The most famous philosophical retributivist was the German philosopher Immanuel Kant, who endorsed the principle of lex talionis, or ‘an eye for an eye’. According to lex talionis, whatever crime you commit, your punishment should take the same form. Few philosophers today embrace strict lex talionis, because its prescriptions are either unclear (what would be an appropriate punishment for a childless kidnapper) or unpalatable (torture as the punishment for a torturer, or rape for a rapist). Instead, some philosophers contend that punishment should inflict a similar amount of suffering on the offender as he inflicted on his victim. This view faces its own problems: It’s not clear what punishment is deserved for crimes that inflict no obvious suffering on anyone, like tax evasion. And for people who commit heinous crimes such as mass murder or torture, it’s not obvious that capital punishment inflicts a similar amount of suffering.

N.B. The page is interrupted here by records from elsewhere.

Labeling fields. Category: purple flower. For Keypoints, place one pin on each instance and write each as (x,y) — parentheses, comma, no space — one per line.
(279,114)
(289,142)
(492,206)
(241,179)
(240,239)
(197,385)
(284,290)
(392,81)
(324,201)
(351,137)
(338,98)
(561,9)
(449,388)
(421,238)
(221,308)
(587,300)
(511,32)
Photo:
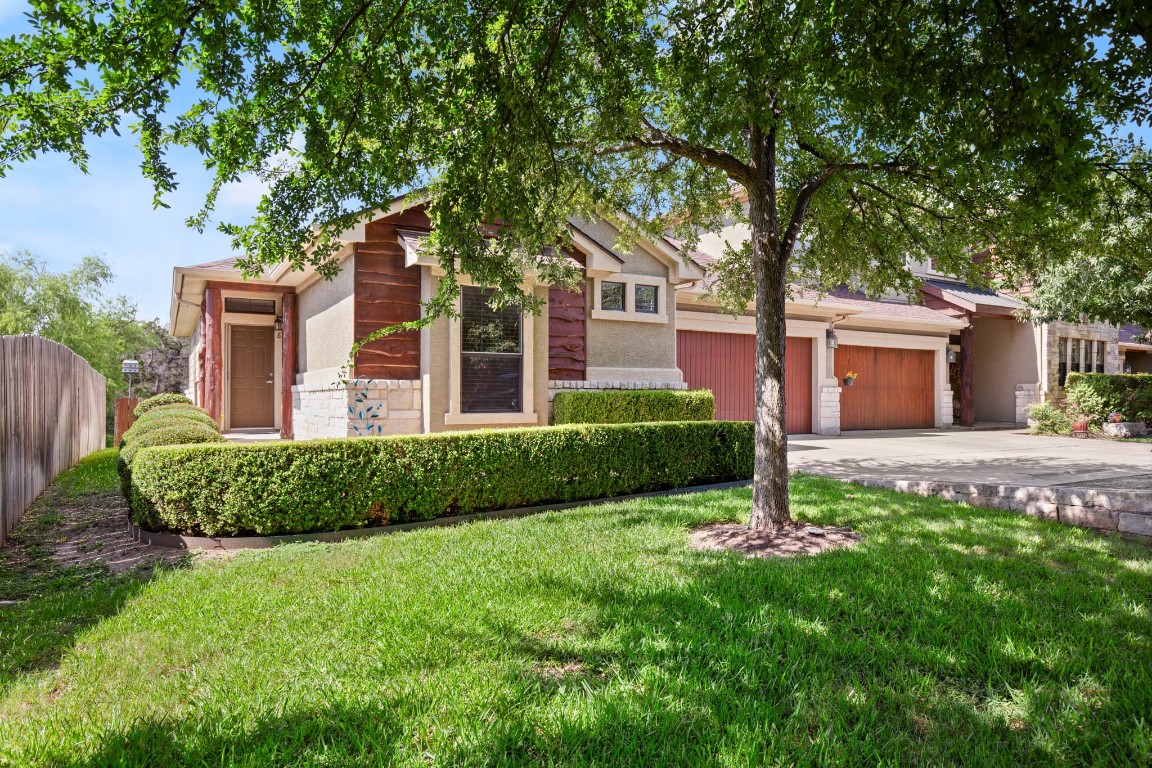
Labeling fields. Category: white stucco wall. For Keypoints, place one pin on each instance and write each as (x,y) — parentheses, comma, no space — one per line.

There are other types of retributivism on offer, but retributivists themselves disagree about whether capital punishment can ever be morally deserved. Thus it may be useful to look elsewhere for guidance.

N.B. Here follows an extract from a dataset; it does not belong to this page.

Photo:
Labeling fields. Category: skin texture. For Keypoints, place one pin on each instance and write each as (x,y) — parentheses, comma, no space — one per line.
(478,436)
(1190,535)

Hampton contends that punishment should actually promote offender repentance and reform. But we don’t need to go that far to acknowledge that respect for offenders as moral persons requires at least that punishment not get in the way of their reform. Capital punishment does exactly this. It doesn’t just undermine the prospect of reform, it extinguishes it altogether.
It may seem naïve to talk about repentance and reform for people who have committed heinous crimes of the sort that Kotey and Elsheikh are accused of committing. Surely many criminals are unlikely to turn over a new leaf. But this misses the point. However incorrigible some people may seem, everyone has the capacity to reconsider their past decisions, to regret what they did, and to commit to making amends. If we take seriously the moral ideal that all people ought to be treated as capable of repentance and reform, then no state has the right to treat people in ways that destroy this capacity.
A commitment to respect for persons as free moral agents thus provides a basis for opposing capital punishment even for those accused of heinous crimes. This conforms to the UK’s own longstanding stated policy of endorsing global abolition of the death penalty. But if the government means what it says, then this must apply even to those accused of especially terrible crimes. To make an exception in Kotey’s and Elsheikh’s cases — to strip them of citizenship to facilitate their trial and punishment in the United States — casts doubt on the UK’s commitment to treat offenders, all offenders, in ways consistent with respect for them as moral persons. In a July 1910 speech to the House of Commons, then Home Secretary Winston Churchill said that the ‘mood and temper of the public in regard to the treatment of crime and criminals is one of the most unfailing tests of the civilisation of any country.’ More than a century later, we would all do well to heed Churchill’s words, and to demand that the current Home Secretary do the same.